CKLJ-FM
- Olds, Alberta; Canada;
- Broadcast area: Central Alberta
- Frequency: 96.5 MHz
- Branding: 96.5 The Ranch

Programming
- Language: English
- Format: Country

Ownership
- Owner: Vista Radio
- Sister stations: CKJX-FM

History
- First air date: February 4, 2004
- Former frequencies: 97.7 MHz (2004–2007)

Technical information
- Class: B
- ERP: 35,000 watts
- HAAT: 124.5 metres (408 ft)
- Transmitter coordinates: 51°45′29″N 114°05′41″W﻿ / ﻿51.75810°N 114.09477°W

Links
- Website: mymountainviewnow.com

= CKLJ-FM =

Radio station in Olds, Alberta

CKLJ-FM (96.5 FM, "96.5 The Ranch") is a radio station in Olds, Alberta. Owned by Vista Radio, it broadcasts a country music format.

==History==
In July 2003, CAB-K Broadcasting received approval for a new FM country station in Olds, Alberta.

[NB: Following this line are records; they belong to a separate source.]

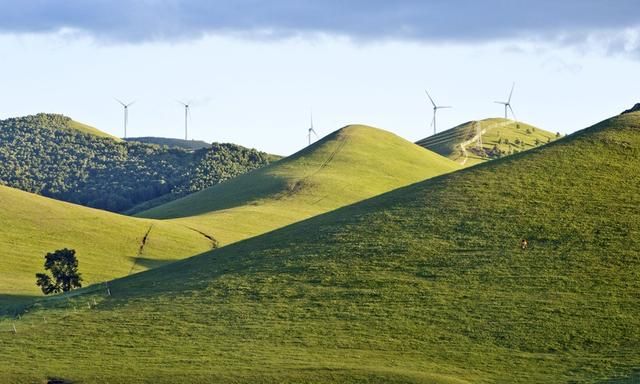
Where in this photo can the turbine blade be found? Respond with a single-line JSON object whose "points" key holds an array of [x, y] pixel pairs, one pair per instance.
{"points": [[430, 99]]}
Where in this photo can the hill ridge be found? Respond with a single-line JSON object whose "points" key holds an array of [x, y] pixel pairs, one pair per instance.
{"points": [[349, 164]]}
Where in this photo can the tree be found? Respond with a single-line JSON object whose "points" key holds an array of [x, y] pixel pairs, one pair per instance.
{"points": [[63, 266]]}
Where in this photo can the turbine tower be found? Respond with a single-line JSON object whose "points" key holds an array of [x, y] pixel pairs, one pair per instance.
{"points": [[435, 110], [311, 130], [126, 114], [507, 104], [187, 115]]}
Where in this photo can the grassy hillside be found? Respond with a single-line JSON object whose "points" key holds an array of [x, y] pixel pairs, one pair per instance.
{"points": [[84, 128], [351, 164], [500, 137], [171, 142], [108, 245], [425, 284], [54, 156]]}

The station originally began broadcasting on February 2, 2004 at 97.7 FM. In 2007, the CRTC approved technical changes to increase the height and power of CKLJ's transmitter, and re-locate the station to 96.5 FM. CAB-K argued that the station was facing reception difficulties in areas west of Olds due to its hilly terrain, and that the changes would improve its ability to serve its primary signal contour. Rawlco Communications concurrently received approval to move its newly-approved Calgary radio station from 100.3 to 97.7.

In September 2023, CAB-K Broadcasting was sold to Vista Radio, after which it switched to Vista's standard country music brand The Ranch.